In particolare, il GDPR stabilisce principi che garantiscono la trasparenza sulle operazioni di trattamento di dati, obbligando i titolari a informare gli interessati anche nel caso in cui i loro dati siano stati forniti da terzi. Le informative, oltre a contenere informazioni e finalità, devono chiaramente indicare eventuali processi di profilazione e di decisione automatica. Questi ultimi, nel contesto elettorale, sono sicuramente idonei ad incidere sui diritti e le libertà degli interessati e devono, dunque, essere sottoposti a consenso. Inoltre, il principio di limitazione delle finalità impedisce di utilizzare i dati per scopi diversi e incompatibili rispetto a quelli per cui sono stati raccolti. Esso si pone, quindi, come una forte garanzia per i cittadini, evitando fenomeni di “pesca a strascico” dei nostri dati personali.
Di grande importanza è, inoltre, il rispetto dei principi di limitazione della conservazione dei dati e dell’esattezza, da parte dei partiti e dei movimenti, i quali devono prendere misure interne idonee a tutelare le particolari categorie di dati che trattano su base quotidiana.
Le conseguenze di un trattamento illecito sono, infatti, particolarmente gravi nel contesto partitico e politico, incidendo su aspetti strettamente personali della vita degli interessati.
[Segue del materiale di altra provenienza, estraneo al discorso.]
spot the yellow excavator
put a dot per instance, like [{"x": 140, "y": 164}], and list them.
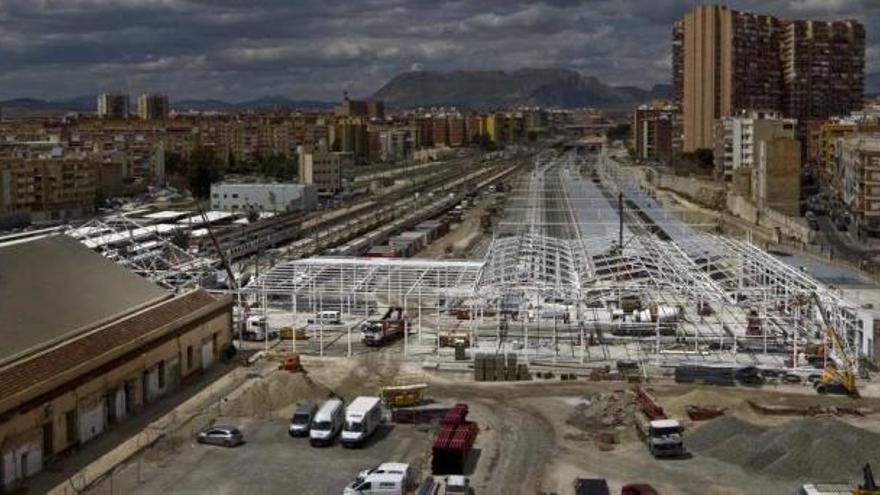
[
  {"x": 869, "y": 486},
  {"x": 838, "y": 376}
]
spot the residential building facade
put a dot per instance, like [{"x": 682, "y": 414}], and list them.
[
  {"x": 858, "y": 158},
  {"x": 726, "y": 61}
]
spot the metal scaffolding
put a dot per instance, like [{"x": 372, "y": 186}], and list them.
[
  {"x": 582, "y": 266},
  {"x": 146, "y": 249}
]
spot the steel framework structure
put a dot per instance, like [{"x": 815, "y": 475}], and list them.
[{"x": 563, "y": 261}]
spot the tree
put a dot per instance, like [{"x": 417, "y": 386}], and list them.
[
  {"x": 202, "y": 169},
  {"x": 100, "y": 198},
  {"x": 486, "y": 143},
  {"x": 174, "y": 163}
]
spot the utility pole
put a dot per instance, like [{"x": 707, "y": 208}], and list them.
[{"x": 620, "y": 214}]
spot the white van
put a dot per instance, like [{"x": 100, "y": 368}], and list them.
[
  {"x": 362, "y": 417},
  {"x": 327, "y": 423},
  {"x": 328, "y": 318},
  {"x": 257, "y": 328},
  {"x": 390, "y": 478}
]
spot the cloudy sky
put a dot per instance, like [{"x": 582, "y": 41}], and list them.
[{"x": 315, "y": 49}]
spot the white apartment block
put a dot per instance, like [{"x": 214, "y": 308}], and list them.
[
  {"x": 737, "y": 139},
  {"x": 274, "y": 197}
]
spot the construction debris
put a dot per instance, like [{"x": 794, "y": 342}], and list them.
[
  {"x": 499, "y": 367},
  {"x": 812, "y": 410},
  {"x": 802, "y": 449}
]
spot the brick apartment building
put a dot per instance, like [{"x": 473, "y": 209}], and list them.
[{"x": 725, "y": 61}]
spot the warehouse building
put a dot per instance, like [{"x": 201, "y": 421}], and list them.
[
  {"x": 274, "y": 197},
  {"x": 87, "y": 344}
]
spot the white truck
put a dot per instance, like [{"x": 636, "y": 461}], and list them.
[
  {"x": 362, "y": 416},
  {"x": 257, "y": 328},
  {"x": 663, "y": 436},
  {"x": 390, "y": 478}
]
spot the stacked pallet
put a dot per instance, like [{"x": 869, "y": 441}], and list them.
[
  {"x": 453, "y": 442},
  {"x": 499, "y": 368}
]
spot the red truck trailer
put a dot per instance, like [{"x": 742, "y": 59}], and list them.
[{"x": 453, "y": 442}]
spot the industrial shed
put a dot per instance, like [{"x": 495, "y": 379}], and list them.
[{"x": 87, "y": 344}]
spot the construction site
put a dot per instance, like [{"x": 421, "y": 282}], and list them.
[{"x": 549, "y": 323}]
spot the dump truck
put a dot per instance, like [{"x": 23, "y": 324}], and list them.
[
  {"x": 386, "y": 329},
  {"x": 662, "y": 436}
]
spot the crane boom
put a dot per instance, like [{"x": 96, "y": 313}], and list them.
[{"x": 842, "y": 375}]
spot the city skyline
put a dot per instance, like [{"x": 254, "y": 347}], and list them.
[{"x": 193, "y": 49}]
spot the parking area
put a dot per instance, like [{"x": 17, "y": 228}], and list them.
[{"x": 269, "y": 462}]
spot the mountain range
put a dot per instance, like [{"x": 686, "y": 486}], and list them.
[
  {"x": 488, "y": 89},
  {"x": 478, "y": 89}
]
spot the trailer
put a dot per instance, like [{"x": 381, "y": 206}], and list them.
[
  {"x": 386, "y": 329},
  {"x": 453, "y": 442}
]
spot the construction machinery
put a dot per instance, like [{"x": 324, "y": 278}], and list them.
[
  {"x": 839, "y": 373},
  {"x": 404, "y": 391},
  {"x": 377, "y": 332},
  {"x": 868, "y": 486}
]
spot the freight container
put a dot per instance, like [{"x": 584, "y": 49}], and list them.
[{"x": 383, "y": 251}]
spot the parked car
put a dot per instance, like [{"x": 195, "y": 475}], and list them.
[
  {"x": 390, "y": 478},
  {"x": 638, "y": 489},
  {"x": 302, "y": 418},
  {"x": 327, "y": 423},
  {"x": 224, "y": 436},
  {"x": 749, "y": 375}
]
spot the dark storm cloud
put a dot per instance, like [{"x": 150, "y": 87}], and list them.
[{"x": 237, "y": 49}]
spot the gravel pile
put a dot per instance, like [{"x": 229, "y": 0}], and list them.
[{"x": 815, "y": 449}]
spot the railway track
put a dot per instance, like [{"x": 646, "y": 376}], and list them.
[{"x": 302, "y": 228}]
Il rispetto del GDPR dovrebbe, pertanto, rappresentare un obiettivo primario per partiti e operatori politici in corsa per le prossime elezioni.
Particolare attenzione dovrà essere posta dai diversi operatori (partiti, comitati, servizi di comunicazione politica nonché di analisi dei dati) alla cyber sicurezza. E’ recente la notizia di una violazione dei dati degli aderenti alla Democratic Coalition (DK) ungherese.
Le misure adottate in materia di trasparenza e pluralismo si pongono nel solco di un sistema di autoregolamentazione e cooperazione. Tale approccio di autoregolamentazione potrebbe rivelarsi efficace nel garantire l’effettivo bilanciamento di tali interessi con la fondamentale libertà di espressione, qualora, alla prova dei fatti, riesca a garantire la cooperazione degli operatori digitali evitando stringenti obblighi di controllo e intervento che rischierebbero di danneggiare il sistema democratico e il mercato digitale.
Quello che manca a questo complesso sistema normativo e di autoregolamentazione instauratosi è una maggiore consapevolezza dei cittadini. E’, infatti, necessario mettere i cittadini a conoscenza dei diritti che gli spettano in termini di protezione dei dati personali e, allo stesso tempo, promuovere iniziative volte a incrementare la conoscenza dei meccanismi di propaganda elettorale.